The following example shows the recommended XML schema structuring for mapped sibling elements contrasted with the less optimal structuring. Notice how <complexElem>, which is of complex type, is placed before <status>, which is of simple type, in the less optimal example. Placing <complexElem> after the <id> and <status> elements improves decomposition runtime efficiency.

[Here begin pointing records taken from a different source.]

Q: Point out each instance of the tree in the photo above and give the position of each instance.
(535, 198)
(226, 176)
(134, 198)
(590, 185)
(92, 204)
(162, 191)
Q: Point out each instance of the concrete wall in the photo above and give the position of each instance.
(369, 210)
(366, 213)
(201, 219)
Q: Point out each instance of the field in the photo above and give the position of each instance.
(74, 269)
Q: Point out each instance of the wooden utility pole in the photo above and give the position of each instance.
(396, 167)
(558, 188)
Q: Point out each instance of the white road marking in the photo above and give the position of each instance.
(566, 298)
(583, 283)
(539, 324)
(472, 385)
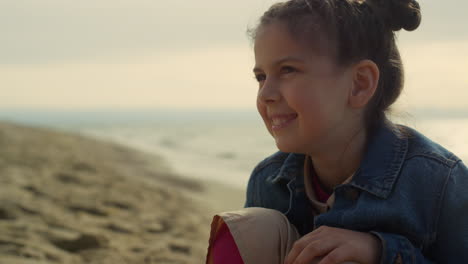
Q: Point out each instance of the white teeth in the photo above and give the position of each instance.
(279, 121)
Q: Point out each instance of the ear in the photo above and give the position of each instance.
(365, 81)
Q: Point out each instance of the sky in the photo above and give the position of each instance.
(140, 54)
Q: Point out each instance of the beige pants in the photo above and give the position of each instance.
(263, 236)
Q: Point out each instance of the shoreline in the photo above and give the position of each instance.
(68, 198)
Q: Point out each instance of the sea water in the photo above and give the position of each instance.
(222, 146)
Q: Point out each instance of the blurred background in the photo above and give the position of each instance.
(174, 77)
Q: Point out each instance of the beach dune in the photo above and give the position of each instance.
(69, 199)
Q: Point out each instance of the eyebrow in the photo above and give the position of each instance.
(280, 61)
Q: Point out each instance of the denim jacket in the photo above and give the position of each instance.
(409, 191)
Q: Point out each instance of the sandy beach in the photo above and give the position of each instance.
(69, 199)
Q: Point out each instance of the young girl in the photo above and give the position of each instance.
(347, 185)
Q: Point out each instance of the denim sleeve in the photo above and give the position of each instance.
(251, 192)
(451, 245)
(397, 249)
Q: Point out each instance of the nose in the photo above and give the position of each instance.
(269, 92)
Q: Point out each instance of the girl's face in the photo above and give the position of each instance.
(303, 95)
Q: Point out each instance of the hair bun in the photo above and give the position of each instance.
(404, 14)
(398, 14)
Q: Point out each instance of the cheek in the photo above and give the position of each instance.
(261, 108)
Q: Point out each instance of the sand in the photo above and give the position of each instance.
(69, 199)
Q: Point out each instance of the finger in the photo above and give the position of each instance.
(300, 244)
(337, 256)
(315, 250)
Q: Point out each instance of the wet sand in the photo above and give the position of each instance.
(69, 199)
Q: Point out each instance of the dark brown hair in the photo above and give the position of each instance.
(353, 30)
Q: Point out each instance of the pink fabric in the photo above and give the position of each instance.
(320, 193)
(224, 249)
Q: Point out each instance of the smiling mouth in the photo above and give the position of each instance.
(281, 121)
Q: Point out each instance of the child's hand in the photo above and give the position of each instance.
(328, 245)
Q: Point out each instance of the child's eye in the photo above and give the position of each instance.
(287, 69)
(260, 77)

<xs:schema xmlns:xs="http://www.w3.org/2001/XMLSchema"
           xmlns:db2-xdb="http://www.ibm.com/xmlns/prod/db2/xdb1"> 
  <-- Recommended structuring with simple types placed before
      the recurring element <wrapper>, which is of complex type --> 
  <xs:complexType name="typeA"> 
    <xs:sequence> 
      <xs:element name="id" type="xs:integer"
                  db2-xdb:rowSet="relA" db2-xdb:column="ID" /> 
      <xs:element name="status" type="xs:string"
                  db2-xdb:rowSet="relA" db2-xdb:column="status" /> 
      <xs:element name="wrapper" type="typeX" maxOccurs="unbounded"/> 
    </xs:sequence> 
  </xs:complexType> 

  <-- Less optimal structuring with recurring complex type element
      appearing before the simple type element -->
  <--
  <xs:complexType name="typeA"> 
    <xs:sequence> 
      <xs:element name="id" type="xs:integer"
                  db2-xdb:rowSet="relA" db2-xdb:column="ID" /> 
      <xs:element name="wrapper" type="typeX" maxOccurs="unbounded"/> 
      <xs:element name="status" type="xs:string"
                  db2-xdb:rowSet="relA" db2-xdb:column="status" /> 
    </xs:sequence> 
  </xs:complexType> --> 

  <xs:complexType name="typeX"> 
    <xs:sequence> 
      <xs:element name="elem1" type="xs:string"
                  db2-xdb:rowSet="relA" db2-xdb:column="elem1" /> 
      <xs:element name="elem2" type="xs:long"
                  db2-xdb:rowSet="relA" db2-xdb:column="elem2" /> 
    </xs:sequence> 
  </xs:complexType> 

  <xs:element name="A" type="typeA" /> 

</xs:schema>

Note that <id>, <status>, <elem1>, and <elem2> are mapped to the same rowSet, that is, together they form a row. Memory associated with a row is released when a row is complete. In the less optimal case presented above, none of the rows associated with the rowSet relA can be considered complete until the <status> element is reached in the document. The <wrapper> element must be processed first, however, as it occurs before the <status> element. This means that all instances of <wrapper> must be buffered in memory until the <status> element is reached (or the end of <A> is reached, if <status> is absent from the document).

The impact of this structure becomes significant if there are a high number of instances of an element. For example, if there were 10 000 instances of the <wrapper> element, then all 10 000 instances would have to be held in memory until the rowSet was complete. In the optimal case presented above, however, memory associated with the rows of rowset relA, can be released when <elem2> is reached.